Roald recognized the boy from the pub kitchen.
From the top step he could see that there was a more direct route across the farmyard. If he ran past the silage harvester, he might be able to catch up with the child.
SOMEONE WAS HERE
YOU WILL GET HELP, LIV
I LOVE YOU BOTH
SO MUCH
They had started when he burned his mother’s body behind the barn. Jens Horder’s nightmares.
First he dreamt that Else came back with a schoolteacher, a police officer and a doctor and took Liv away. He was busy mucking out the barn and didn’t notice anything until it was too late. He had time to see them get into a big car parked in the farmyard and drive off so fast that dust rose from the gravel road like thick fog. Jens ran into the dust, and when he came out of it he had reached the start of the Neck – but the land itself was gone. The sea had overwhelmed the Neck, and he could do nothing but watch as the car disappeared into the sunshine on the main island.

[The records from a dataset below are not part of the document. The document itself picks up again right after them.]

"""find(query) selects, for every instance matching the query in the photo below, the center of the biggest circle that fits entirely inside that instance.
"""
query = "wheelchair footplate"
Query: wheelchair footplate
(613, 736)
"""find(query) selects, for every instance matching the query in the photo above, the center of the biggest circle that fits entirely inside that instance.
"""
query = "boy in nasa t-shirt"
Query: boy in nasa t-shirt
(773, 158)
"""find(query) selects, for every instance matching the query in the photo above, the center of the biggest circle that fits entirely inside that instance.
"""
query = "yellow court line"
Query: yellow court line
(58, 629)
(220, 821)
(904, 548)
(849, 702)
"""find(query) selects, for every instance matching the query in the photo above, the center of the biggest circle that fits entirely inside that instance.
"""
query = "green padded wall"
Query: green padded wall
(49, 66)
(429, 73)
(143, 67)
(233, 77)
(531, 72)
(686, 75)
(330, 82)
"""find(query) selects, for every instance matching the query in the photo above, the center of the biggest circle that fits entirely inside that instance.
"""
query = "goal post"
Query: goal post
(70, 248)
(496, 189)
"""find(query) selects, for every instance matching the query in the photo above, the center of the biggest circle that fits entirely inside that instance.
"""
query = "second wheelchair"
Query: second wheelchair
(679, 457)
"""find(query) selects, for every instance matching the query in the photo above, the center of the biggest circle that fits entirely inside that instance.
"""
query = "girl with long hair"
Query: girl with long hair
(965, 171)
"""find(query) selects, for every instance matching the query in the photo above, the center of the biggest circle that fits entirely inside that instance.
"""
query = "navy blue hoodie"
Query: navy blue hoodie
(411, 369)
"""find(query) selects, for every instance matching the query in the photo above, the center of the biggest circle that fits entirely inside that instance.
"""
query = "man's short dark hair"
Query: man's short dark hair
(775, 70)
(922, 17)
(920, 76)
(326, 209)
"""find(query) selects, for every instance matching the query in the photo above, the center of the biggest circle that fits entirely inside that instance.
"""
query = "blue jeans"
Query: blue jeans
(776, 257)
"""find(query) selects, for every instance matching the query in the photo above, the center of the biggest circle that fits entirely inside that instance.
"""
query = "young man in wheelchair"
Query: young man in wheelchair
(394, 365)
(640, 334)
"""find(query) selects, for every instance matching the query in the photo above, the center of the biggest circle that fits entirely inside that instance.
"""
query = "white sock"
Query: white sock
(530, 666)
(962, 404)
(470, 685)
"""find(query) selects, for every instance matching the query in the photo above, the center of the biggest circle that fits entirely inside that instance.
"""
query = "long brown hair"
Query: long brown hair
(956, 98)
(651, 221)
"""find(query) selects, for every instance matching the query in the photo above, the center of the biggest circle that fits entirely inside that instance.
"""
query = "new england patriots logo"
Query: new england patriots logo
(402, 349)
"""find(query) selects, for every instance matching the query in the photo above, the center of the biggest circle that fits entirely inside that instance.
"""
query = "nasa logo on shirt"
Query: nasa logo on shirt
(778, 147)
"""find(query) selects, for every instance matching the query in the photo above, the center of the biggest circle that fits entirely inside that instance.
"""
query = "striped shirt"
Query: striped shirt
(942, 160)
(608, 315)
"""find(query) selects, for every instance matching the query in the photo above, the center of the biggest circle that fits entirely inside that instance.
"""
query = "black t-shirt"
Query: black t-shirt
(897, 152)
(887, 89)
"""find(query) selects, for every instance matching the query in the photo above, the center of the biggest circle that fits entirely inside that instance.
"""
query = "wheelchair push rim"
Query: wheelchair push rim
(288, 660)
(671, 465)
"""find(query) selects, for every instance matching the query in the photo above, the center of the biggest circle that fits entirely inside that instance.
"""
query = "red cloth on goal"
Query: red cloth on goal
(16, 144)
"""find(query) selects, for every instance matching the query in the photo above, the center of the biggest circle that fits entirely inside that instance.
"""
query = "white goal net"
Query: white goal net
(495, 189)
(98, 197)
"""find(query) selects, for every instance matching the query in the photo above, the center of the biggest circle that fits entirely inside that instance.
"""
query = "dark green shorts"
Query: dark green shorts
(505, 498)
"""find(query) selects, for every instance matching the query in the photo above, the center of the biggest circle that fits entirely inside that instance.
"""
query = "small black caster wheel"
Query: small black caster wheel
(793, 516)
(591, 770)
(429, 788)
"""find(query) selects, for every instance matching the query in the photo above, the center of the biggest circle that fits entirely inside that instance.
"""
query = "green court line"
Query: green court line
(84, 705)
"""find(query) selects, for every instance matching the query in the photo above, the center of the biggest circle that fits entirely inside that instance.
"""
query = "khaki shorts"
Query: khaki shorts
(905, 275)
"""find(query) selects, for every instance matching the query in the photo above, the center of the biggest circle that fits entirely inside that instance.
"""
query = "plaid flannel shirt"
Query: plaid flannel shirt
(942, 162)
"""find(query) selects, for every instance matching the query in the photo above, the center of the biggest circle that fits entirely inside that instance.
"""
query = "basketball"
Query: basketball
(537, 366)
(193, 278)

Jens woke up the moment he ran out into the sea and felt the water fill his lungs.
And the nightmares grew more complex.
They came back: his mother, the doctors, the teachers, the police. Over time, they morphed into anonymous people, random faces he had seen somewhere. What they had in common was that they all wanted to rob him of everything that mattered to him.
In one dream he was out by the Christmas trees and, when he came back, they had taken everything: Liv, Maria, the animals, the buildings, his things. It was all gone. He saw some people running away, and he chased after them, but nothing could stop them. He kept tripping over grassy knolls, roots and trees, which shot up everywhere in front of him, while the others met with no obstacles. They never stumbled. They increased their lead and always made it to the main island. When he finally reached the Neck, it was cut off by the sea every time. He was all alone on a deserted island.
In one of the really bad dreams they turned up in white coats, wanting to take Maria. They were there, in her room, when Jens returned from a night-time visit to Korsted; they were standing around her with saws and scalpels, pointing big lights at her. They were going to take her with them, they said, so that they could help her. But she was far too big and heavy to get out of the door, so they were forced to cut her up into smaller pieces. Once they had got her out of the house and far away from Jens, they would help her, they kept assuring him.